Two weeks later, I came back from a trip to see Justin's photos hung on a wall. The day-vs-night shots did have a positive-vs-negative quality about them, and good-vs-evil. They made you think. And that, after all, was the objective. The better man won.
Honorable Mention
Thinking back on the effort, I remember being disappointed that I never really got the full moon shot that I wanted. In fact, the best shot I had was several days after the "new moon" that month, something called the "waxing gibbous" phase. In retrospect, the name dictated how my submission came to be.
I was on a trip when I heard that someone from the company left a case of wine and a large congratulatory card on Justin's desk. They also left a bottle of wine and a smaller card on mine. The next day I heard Justin shared his wine with everyone in the flight department, even adding a bottle of wine to mine. "Read the card," I asked over the phone.

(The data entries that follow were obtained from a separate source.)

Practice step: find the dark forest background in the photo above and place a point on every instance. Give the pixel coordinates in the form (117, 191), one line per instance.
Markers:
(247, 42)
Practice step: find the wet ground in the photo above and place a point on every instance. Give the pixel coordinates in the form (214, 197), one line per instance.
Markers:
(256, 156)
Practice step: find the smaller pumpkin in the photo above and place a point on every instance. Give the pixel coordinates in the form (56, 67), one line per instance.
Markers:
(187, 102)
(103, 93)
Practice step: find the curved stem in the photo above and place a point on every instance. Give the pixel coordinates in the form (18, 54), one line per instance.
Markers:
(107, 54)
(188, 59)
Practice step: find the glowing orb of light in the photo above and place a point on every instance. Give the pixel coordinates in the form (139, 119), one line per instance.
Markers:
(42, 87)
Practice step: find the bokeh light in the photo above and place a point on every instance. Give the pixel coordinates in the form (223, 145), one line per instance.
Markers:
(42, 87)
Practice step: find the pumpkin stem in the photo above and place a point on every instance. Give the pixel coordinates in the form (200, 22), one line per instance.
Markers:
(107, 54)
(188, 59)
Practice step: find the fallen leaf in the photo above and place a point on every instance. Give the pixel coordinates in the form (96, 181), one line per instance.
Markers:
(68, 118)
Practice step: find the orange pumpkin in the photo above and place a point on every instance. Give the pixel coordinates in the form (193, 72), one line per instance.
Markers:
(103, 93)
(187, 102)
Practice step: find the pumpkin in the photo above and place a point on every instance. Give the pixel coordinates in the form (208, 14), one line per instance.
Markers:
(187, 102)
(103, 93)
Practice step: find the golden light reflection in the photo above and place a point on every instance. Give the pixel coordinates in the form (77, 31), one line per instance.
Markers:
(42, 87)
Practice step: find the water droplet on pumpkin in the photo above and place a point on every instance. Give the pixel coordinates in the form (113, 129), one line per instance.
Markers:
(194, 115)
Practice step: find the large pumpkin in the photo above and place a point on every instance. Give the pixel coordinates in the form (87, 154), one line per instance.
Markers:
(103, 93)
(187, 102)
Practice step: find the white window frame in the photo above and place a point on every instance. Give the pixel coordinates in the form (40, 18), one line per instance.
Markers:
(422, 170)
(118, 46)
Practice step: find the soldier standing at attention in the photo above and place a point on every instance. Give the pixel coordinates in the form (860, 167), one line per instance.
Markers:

"They gave you honorable mention for your photo."
"I got honorable mention for being dishonorable," I said.
To be honest, I like how all this turned out. I like Justin's photos, which are now hanging in our office. Every time I see them I think of this lesson. (My photo is sitting at home.) The technology we pilots take for granted these days would be seen as cheating forty years ago when I started flying. But that's what we professional pilots are called upon to do: take advantage of all available technology to increase the likelihood of a successful outcome.